It’s been just over one month now. Thirty six days to be exact. And what a 36 days it’s been. I’m not quite sure how to capture the essence of our life’s first month together. There’s the obvious humor that accompanies marriage. For instance, now that I have someone sleeping next to me every night, I am debriefed daily about my sleep talking adventures. Of course, Nic just eggs me on and shares nonsensical dialogues with her husband, keeping her laughter down so that she does not wake me and she can enjoy the comedy for as long as possible. Take the other night for example. I had fallen asleep as we watched a movie. Out of nowhere, I shouted, “World’s biggest retards!!!” She asked me to repeat myself, so I less excitedly exclaimed, “World’s biggest retards!” Trying to understand my path of logic, she asked to whom I was referring. Quietly and frustrated, I said, “People.” I do not recall any of this, as I remember none of my sleep talking, but she says it happens. And believe me when I say that this is only one example among countless. She will be happy to elaborate upon other dialogues.
But the moments of comedy and humor aside, it is still difficult to relay the essence of married life. One thing we have both realized is the essentiality of Christ being at the center. This was realized when we were engaged, but even more so now, our individual relationships with Christ are so critical. A couple that met with us weekly before we were married said, “It’s great when we get to spend time with the Lord together, but it’s more critical that I spend time with the Lord alone daily.” I don’t know if everyone thinks that when you marry the love of your life you are something “spiritual” happens. But we have found that, while there is a significant spiritual element of the marriage that occurs upon making your vows, it is far more important to remain focused on your individual love relationship with Christ. Nic and I have read the Bible together, prayed together, and discussed spiritual matters together, but last night we talked about practical ways to encourage our individual romance with God before our romance with each other. I couldn’t have fully understood the enormously vast importance of this before marriage, but now my understanding and practice of this principle is ever more necessary as it decides the success and blessing of not only my life, but Nicole’s. So today, I’m doing exactly that. Nic is working (very much against her will) and I’m reading the Word, listening to praise music, and writing. I feel revitalized, and feeling this, I know that our marriage will be positively impacted as well. It’s a double blessing really.
When we were engaged, unlike any relationship we had with others before, we realized this same thing—that our affections for one another were significantly affected, both negatively and positively, by the state of our individual walks with the Lord. That is to say, if I was not reading the Word and walking in the Spirit, Nicole did not feel as affectionately for me, and likewise, if she was not doing well, I did not feel as passionately about her. It’s scary. To know that the quality of my horizontal relationship with Nicole is hugely impacted by vertical relationship with Christ is frightening.
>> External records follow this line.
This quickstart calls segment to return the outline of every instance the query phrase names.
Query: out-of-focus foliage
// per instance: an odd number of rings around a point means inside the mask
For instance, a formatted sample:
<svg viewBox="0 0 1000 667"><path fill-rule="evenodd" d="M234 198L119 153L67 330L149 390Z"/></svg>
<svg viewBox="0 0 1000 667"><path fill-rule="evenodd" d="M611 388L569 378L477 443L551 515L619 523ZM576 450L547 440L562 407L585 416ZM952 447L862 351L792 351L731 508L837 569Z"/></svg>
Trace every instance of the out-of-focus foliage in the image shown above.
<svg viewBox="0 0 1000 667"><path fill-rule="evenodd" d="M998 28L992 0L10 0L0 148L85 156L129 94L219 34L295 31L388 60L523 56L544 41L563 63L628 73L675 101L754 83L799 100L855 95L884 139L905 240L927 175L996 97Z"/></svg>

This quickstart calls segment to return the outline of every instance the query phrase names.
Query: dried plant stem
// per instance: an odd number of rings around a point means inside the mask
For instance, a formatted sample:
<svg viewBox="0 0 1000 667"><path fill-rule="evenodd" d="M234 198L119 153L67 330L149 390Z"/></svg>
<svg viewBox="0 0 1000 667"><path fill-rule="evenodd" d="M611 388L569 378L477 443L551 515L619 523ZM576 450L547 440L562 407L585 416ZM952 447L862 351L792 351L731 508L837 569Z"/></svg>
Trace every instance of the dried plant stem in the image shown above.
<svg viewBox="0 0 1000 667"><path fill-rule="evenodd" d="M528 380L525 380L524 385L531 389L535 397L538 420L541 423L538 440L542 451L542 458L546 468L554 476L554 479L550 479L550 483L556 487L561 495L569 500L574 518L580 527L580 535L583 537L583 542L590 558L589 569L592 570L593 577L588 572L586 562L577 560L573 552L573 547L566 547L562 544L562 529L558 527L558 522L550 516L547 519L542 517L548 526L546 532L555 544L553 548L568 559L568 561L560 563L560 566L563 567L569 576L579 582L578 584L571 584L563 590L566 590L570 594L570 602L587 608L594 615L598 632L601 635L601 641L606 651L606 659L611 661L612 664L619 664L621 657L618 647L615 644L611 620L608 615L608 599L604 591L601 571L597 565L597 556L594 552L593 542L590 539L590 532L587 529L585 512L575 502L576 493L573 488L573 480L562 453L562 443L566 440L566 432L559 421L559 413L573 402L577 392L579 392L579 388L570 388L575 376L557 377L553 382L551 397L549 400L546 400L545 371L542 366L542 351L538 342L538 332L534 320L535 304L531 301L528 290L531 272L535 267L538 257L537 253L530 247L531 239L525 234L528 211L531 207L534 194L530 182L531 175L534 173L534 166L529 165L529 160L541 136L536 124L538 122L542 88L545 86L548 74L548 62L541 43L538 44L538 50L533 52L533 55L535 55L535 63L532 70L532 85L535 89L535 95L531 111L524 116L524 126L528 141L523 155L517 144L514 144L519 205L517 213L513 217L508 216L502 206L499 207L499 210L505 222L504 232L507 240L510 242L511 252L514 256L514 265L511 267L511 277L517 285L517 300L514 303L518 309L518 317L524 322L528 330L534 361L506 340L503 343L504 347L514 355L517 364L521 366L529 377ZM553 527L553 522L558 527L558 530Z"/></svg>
It just goes to show how big a role Christ plays in our life, and not just some aspects of it, but every aspect. Things don’t change when you marry. And I’m sure this is not the last time God will have to remind Nic and me about this fact.
There’s more to tell, sure, but I’m still figuring out how to convey the rest. We’re only 36 days in, so just give me some time and I’ll try and let you know what this marriage thing is like. I do know this though. I love Nicole more every single day. Every morning that I wake up next to her, I know that, no matter what may happen in the day, I have the ineffable blessing of coming home to an amazing, Godly, beautiful woman; my love; my wife.